In an open letter to the United Nations Security Council, 137 human rights organizations from over 30 countries demanded the council immediately impose an international arms embargo on Myanmar where the military seized power in a coup on February 1.
The groups denounced the “excessive and at times lethal force” employed by the military during ongoing civil rights violations to quell massive but peaceful pro-democracy demonstrations. Security forces have cracked down on peaceful protesters, activists, journalists, students, and minority groups.
A global arms embargo on the Myanmar military would:
1. Deprive the junta of its tools of repression.
2. Show the people of Myanmar that the world stands behind their quest for democracy.
Beijing says it stands with the people. Will it endorse an embargo? https://t.co/zictWMS0m7 pic.twitter.com/skpCs9Z654
— Kenneth Roth (@KenRoth) February 24, 2021
At least three protesters have been killed with many injured in clashes. Roughly 700 people have been arrested so far, including elected leader Aung San Suu Kyi.
“Our concerns are heightened by ongoing violations of human rights and the security forces’ history of grave abuses against peaceful critics of military rule,” the letter said, pleading with the Security Council to take action against the human rights abuses taking place in Myanmar.
Demands Made by the Groups
Presently, governments including China, India, Israel, North Korea, Russia, and Ukraine permit arms transfers to Myanmar. The human rights organizations immediately want to stop the supply or transfer of any weapons, munitions, or other military-related equipment.
The arms embargo must also include “dual-use goods such as vehicles and communications and surveillance equipment, as well as the provision of training, intelligence, and other military assistance.” Such an embargo must also be supplemented by robust monitoring and enforcement mechanisms, the letter said.

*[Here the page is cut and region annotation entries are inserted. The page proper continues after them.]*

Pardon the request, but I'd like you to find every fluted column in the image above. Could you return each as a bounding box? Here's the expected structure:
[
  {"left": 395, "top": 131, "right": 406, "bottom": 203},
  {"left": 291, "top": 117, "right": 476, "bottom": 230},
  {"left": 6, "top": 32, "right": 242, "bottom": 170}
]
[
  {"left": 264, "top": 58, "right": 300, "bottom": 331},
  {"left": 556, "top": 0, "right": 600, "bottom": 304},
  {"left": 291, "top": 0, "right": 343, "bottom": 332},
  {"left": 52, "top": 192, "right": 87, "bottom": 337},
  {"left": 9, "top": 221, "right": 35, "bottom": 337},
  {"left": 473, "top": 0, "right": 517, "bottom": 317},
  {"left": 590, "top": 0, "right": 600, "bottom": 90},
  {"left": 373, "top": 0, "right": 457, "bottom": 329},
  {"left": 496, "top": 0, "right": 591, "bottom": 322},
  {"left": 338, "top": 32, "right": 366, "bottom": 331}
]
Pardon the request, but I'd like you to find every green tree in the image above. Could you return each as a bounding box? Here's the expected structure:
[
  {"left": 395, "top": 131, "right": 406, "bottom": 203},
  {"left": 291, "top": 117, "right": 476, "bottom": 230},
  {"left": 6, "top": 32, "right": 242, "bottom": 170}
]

For decades, the Security Council’s lukewarm response to violence in Myanmar has emboldened the military to continue their outright disregard of civil rights — an approach that has culminated in the current crisis and therefore needs to change, the letter said.
Support from UN Leaders
The call to action reinforces UN Secretary-General António Guterres’s pledge to “mobilize all the key actors and international community to put enough pressure on Myanmar to make sure that this coup fails.”

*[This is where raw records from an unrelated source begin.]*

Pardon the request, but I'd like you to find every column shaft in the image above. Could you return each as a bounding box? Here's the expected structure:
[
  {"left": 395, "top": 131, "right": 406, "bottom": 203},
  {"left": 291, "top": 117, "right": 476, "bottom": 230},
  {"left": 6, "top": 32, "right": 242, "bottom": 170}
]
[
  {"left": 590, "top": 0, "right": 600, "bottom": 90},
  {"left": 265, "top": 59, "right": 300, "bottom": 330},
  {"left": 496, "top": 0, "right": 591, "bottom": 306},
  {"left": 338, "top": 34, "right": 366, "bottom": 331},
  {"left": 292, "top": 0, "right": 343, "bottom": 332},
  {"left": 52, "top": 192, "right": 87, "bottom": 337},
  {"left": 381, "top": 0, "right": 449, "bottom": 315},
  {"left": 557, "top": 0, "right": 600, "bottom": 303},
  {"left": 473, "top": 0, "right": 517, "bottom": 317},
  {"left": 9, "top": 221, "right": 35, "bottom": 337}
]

UN special rapporteur on Myanmar Tom Andrews has also criticized the violence saying, “Day after day now, the people of Myanmar, and people around the world, have watched with horror at the photos and videos of brutality emerging from the streets of Myanmar.” Along with the deputy high commissioner for human rights, Andrews has voiced support for targeted UN sanctions against military leaders.

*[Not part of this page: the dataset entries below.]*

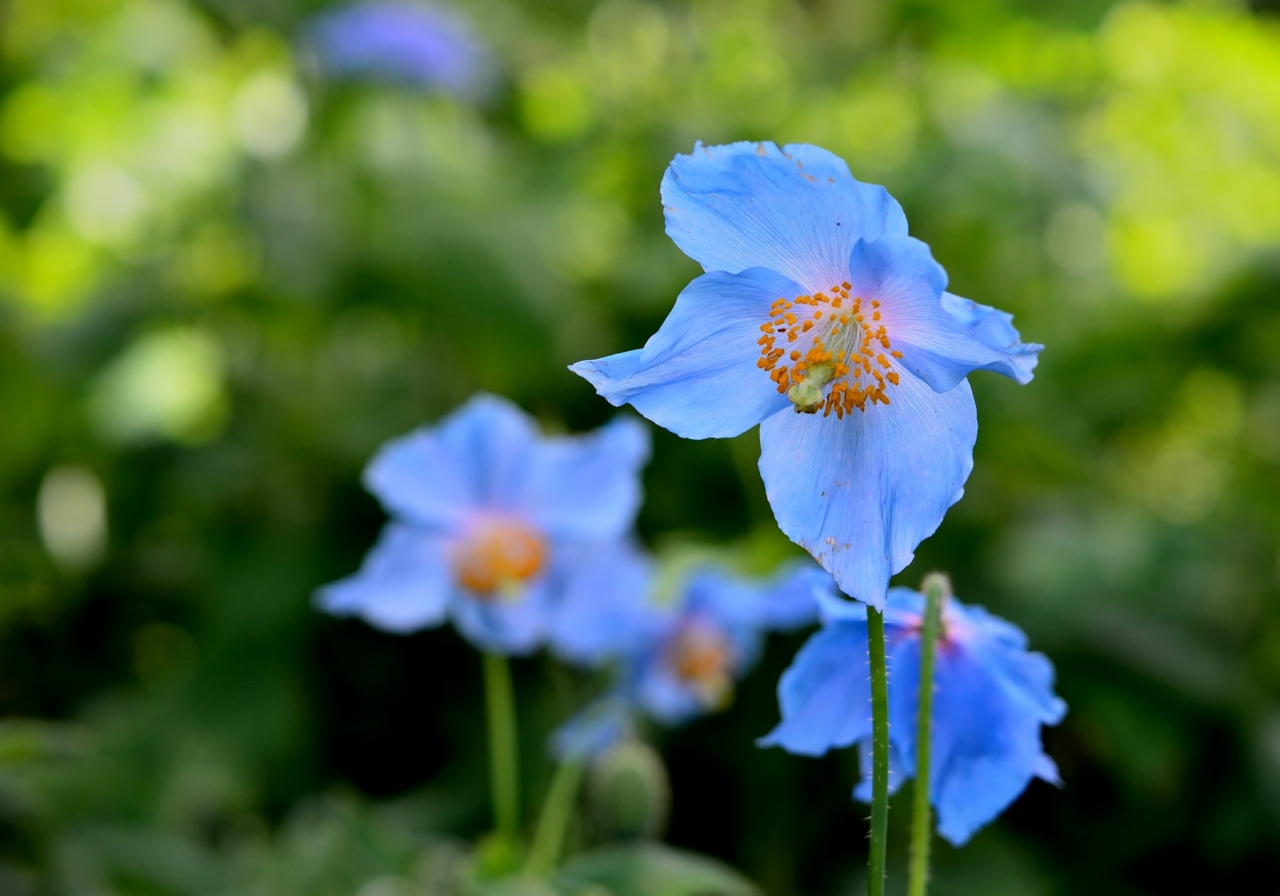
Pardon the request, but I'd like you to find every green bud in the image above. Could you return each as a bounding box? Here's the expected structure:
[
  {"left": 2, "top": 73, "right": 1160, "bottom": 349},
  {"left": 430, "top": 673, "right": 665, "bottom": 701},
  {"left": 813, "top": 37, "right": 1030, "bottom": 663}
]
[{"left": 588, "top": 741, "right": 671, "bottom": 838}]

Citizens are hoping for increased international support. “We are happy the UN issues statements of condemnation, but we understand they are powerful and can do more,” Thurein, a 21-year-old student, told Frontier Myanmar.
Earlier this month, the Security Council had already demanded the release of Myanmar leader Aung San Suu Kyi and others detained by the military but stopped short of criticizing the coup d’état.